On Jan. 18, Myanmar's Union Election Commission announced the lists of military representatives nominated by the commander-in-chief to occupy 25% of the seats in both houses of parliament, known as the Pyidaungsu Hluttaw, or Union parliament.

     There are 56 representatives of the armed forces, or Tatmadaw -- 52 from the army and two each from the navy and the air force -- in the Amyotha Hluttaw, or upper house. By rank, they comprise one major general, six brigadier generals and four colonels. Two are from the Defence Service Academy, four from the Officers' Training School, and five from the Officer Training Course, otherwise known as Teza.

     All except one colonel have completed master's degrees at the National Defence College. There are only 12 new names on the list, meaning that just under 79% of military representatives in the Amyotha Hluttaw are being reappointed. Of the 44 officers reappointed to the upper house, 11 have been sitting in parliament since 2011. The mix of different military training backgrounds they represent could see a variety of views on policy issues, although it would not necessarily compromise the overall military position. Officers with OTS background have more experience in civilian life than their counterparts from other training schools, as they completed their university education before joining the service while the latter mostly started their military careers just after high school.

     The military delegation of 110 officers -- 91 from army, 8 from navy, and 11 from air force -- to the Pyithu Hluttaw, or lower house, includes two major generals, six brigadier generals and seven colonels. Seven of these 15 officers come from DSA, and the remaining eight are from OTC; none has a background in the OTS.

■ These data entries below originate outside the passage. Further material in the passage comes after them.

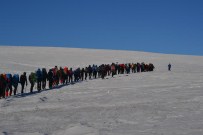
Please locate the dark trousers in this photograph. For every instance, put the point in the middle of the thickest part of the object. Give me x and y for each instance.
(32, 86)
(22, 87)
(39, 84)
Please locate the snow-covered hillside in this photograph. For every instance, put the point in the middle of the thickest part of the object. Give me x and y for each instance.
(150, 103)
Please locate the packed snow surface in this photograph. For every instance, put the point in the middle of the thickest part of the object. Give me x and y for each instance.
(150, 103)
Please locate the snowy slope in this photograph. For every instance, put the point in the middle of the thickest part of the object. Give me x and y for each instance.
(152, 103)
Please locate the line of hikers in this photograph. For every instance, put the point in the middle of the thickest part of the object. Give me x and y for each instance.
(56, 76)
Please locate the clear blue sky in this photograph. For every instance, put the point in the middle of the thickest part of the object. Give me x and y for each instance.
(166, 26)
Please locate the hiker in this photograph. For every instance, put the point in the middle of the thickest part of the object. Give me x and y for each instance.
(169, 67)
(44, 78)
(113, 69)
(65, 75)
(32, 80)
(50, 78)
(15, 82)
(86, 72)
(2, 86)
(9, 85)
(39, 79)
(94, 69)
(82, 72)
(90, 71)
(70, 75)
(23, 81)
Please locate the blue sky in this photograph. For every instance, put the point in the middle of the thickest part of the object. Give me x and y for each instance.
(165, 26)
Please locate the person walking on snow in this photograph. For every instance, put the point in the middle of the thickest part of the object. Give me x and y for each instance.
(169, 67)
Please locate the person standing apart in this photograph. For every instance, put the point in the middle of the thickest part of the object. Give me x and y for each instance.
(23, 81)
(169, 67)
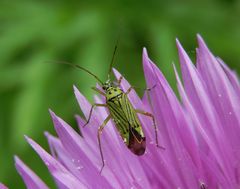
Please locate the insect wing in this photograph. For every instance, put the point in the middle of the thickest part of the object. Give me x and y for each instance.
(127, 123)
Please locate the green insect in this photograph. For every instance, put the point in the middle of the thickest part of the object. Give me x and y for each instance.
(121, 112)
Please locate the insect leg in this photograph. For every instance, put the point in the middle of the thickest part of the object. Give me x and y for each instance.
(132, 87)
(154, 125)
(99, 140)
(120, 80)
(91, 110)
(98, 91)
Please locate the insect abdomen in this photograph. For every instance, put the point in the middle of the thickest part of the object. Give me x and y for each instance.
(127, 123)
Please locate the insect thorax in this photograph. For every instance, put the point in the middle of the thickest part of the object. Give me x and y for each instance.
(113, 92)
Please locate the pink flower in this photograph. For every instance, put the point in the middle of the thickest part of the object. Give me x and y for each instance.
(201, 134)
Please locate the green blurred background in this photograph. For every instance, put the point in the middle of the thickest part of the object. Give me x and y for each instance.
(32, 32)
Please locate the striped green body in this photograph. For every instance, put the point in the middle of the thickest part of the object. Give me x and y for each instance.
(125, 119)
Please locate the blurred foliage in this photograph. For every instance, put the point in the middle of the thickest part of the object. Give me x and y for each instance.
(33, 32)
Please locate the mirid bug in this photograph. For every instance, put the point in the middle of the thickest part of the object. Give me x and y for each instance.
(121, 112)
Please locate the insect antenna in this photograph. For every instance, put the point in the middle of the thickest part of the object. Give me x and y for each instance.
(112, 61)
(77, 66)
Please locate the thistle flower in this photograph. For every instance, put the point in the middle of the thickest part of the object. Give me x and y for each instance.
(201, 134)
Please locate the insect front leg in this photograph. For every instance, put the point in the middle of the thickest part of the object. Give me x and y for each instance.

     Except for three colonels, all of these senior officers hold master's degrees in defense studies from the NDC. While three brigadier generals and three colonels are new to parliament, the remaining nine have been in the Pyithu Hluttaw since 2012. In other words, they are experienced in the legislative procedure. Only 46 names are new; 58.18% of the officers named are already serving in the chamber. Of these 64 officers, 10 have been in the chamber since Jan. 20, 2011.

     All the officers who will sit in the new parliament hold at least one university degree. Many studied engineering and science, and some hold master's degrees or doctorates. The two women officers who will sit in the lower house are medical doctors.

     Overall, the military has assembled a formidable pool of educated and experienced legislators to perform what it believes is an important role in national politics. The graduate education of senior officers at the NDC is important because officers study not only national security and international affairs but also public administration and economic development, giving them a broad overview and understanding of public policy issues. This educational background will undoubtedly help them set benchmarks against which to address policy issues as it equips them with both skill and knowledge in public affairs.

Maung Aung Myoe, an author and expert on Myanmar military issues, is professor of international relations at International University of Japan.